Infancias, las más afectadas por familiares violentos

Infancias, las más afectadas por familiares violentos

Miguel Alvarado: texto. Ramsés Mercado: información. Brenda Cano: diseño.

Toluca, México; 28 de abril de 2022.

Brenda Yuritzi Hernández de la Cruz había escapado de su casa porque su padre la golpeaba y su madrastra alentaba el maltrato. De acuerdo con activistas de Toluca, la madrastra, Yazmín Estanislao Alemán contaba al padre que la chica, de 16 años, salía con hombres mayores y no iba a la escuela. Ella fue reportada como desaparecida apenas ayer, 27 de abril, en Xonacatlán, Estado de México, aunque en realidad se encontraba refugiada con su madre. Ese refugio le valió de muy poco, porque su madrastra y otra persona lograron entrar y después de tundirla a golpes, se la llevaron con rumbo desconocido.

Fue hasta la madrugada de hoy que fue localizada y rescatada por la Comisión de Búsqueda de Personas Desaparecidas y agentes de la Fiscalía del Edoméx.

La llevaron entonces a la Fiscalía para que declarara y certificar las heridas que tenía. Sin embargo, el miedo, de acuerdo a los activistas, hizo que la niña dijera que se las había ocasionado por una caída.

La joven ha sido resguardada en la casa de sus abuelos paternos mientras las autoridades determinan la violencia intrafamiliar que sucede en su entorno.


La exploración médica a la que fue sometida en la Fiscalía indica contusiones en los antebrazos, en el dorso de la mano izquierda, en el muslo derecho, en la región glútea y en la pierna izquierda, las cuales son lesiones recientes.

De acuerdo a estadísticas de la Fiscalía, cerca del 80 por ciento de los casos de mujeres desaparecidas en el Estado de México están relacionados con ausencias voluntarias debido al maltrato físico, que puede incluir en muchas ocasiones violaciones sexuales, sufridas a manos de los propios familiares o de personas muy cercanas a esos círculos.

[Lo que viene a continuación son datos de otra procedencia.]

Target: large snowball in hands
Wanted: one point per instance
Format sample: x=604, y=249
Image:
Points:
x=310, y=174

Esta segunda situación, el abandono voluntario por violencia de cualquier tipo, es investigada pocas veces porque la alerta primera, que refiere la desaparición, se cancela una vez aparece, el caso se cierra y se debe esperar a que la afectada se decida a denunciar, lo cual generalmente no hace porque siente que no puede enfrentarse al padre, a la madre, a los hermanos o a quienes perpetren las agresiones. También piensa que deberá seguir viviendo cerca de ellos, en el mismo techo.

No, no es fácil.

Brenda Yuritzi había acusado a su padre con su hermana, a quien le enviaba mensajes cuando él le pegaba. El último de ellos refiere que el padre le había roto el palo de una escoba contra sus piernas y la había azotado con una manguera.

La niña dejó la casa del agresor y se refugió ayer con su madre, quien ha referido violencia familiar con el ex esposo, Reyes Aarón Hernández Becerril, como el motivo de su separación. Pero hoy por la mañana la madrastra y otra mujer entraron a la casa en la que se hallaba sola Brenda para llevársela, lo cual consiguieron después de golpearla.

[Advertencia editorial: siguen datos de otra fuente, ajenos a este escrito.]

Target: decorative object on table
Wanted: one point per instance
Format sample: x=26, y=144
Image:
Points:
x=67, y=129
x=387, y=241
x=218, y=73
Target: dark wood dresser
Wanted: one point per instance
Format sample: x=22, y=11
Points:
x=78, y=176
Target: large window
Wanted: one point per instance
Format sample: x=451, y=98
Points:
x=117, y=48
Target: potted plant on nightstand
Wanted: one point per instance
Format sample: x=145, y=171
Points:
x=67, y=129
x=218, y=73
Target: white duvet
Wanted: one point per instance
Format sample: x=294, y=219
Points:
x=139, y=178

La madre de Brenda, cuando se enteró, acudió con la policía al domicilio del ex esposo, quien recibió a los agentes blandiendo un machete, en la calle de Gómez Farías, en el pueblo de Zolotepec. De cualquier manera, la niña ya no estaba en ese domicilio y la madre cree que se la llevaron rumbo a Ixtlahuaca.

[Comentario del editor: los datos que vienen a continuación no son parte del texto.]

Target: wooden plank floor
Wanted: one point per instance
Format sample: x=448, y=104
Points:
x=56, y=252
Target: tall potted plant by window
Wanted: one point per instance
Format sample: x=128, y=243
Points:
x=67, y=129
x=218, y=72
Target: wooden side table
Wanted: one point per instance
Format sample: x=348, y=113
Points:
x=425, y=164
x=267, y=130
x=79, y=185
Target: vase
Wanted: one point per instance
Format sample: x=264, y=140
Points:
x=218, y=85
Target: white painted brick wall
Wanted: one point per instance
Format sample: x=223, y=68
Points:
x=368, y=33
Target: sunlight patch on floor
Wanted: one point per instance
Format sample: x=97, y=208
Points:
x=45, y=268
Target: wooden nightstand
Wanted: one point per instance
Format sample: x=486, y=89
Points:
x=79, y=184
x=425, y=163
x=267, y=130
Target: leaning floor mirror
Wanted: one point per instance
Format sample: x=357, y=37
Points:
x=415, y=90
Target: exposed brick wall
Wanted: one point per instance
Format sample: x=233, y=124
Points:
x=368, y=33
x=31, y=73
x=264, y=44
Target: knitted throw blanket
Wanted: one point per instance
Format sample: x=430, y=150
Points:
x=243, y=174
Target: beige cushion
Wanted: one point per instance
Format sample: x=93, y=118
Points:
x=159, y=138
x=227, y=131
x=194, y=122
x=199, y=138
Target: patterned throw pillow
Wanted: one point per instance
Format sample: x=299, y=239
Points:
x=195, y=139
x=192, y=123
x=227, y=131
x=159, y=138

La violencia en contra de Brenda Yuritzi proviene, de inicio, de la violencia que el padre ejercía en contra de su ex esposa y que se extendía al resto de los miembros, que la padecieron psicológicamente primero, y ahora con los golpes que recibe la chica. Apenas el 25 de abril se presentó una iniciativa en la que se pretende crear un banco de ADN en el que se registren los datos de agresores sexuales y feminicidas, lo cual implica también el ámbito de la familia. Además, “se expedirá un protocolo homologado de atención a la violencia de género y violencia feminicida para primeros respondientes y una certificación nacional de los cuerpos de seguridad de los tres órdenes de gobierno para que prevengan y atiendan estos casos con los estándares adecuados”, dijo el gobierno federal y el Instituto Nacional de las Mujeres, cuyas estrategias no funcionan de manera adecuada en el entorno de un hogar violento, y menos en el corazón de una familia golpeada y abusada.

En el caso de Brenda Yuritzin, su padre y la madrastra, así como familiares de ella, han logrado colocar en redes sociales mensajes en los que acusan a la madre de la niña y a su hermana de mentir. Incluso, un video en el que aparece la propia Brenda la muestra diciendo que no tiene ninguna lesión, pero no muestra en ningún momento las regiones mencionadas en el estudio realizado por la Fiscalía.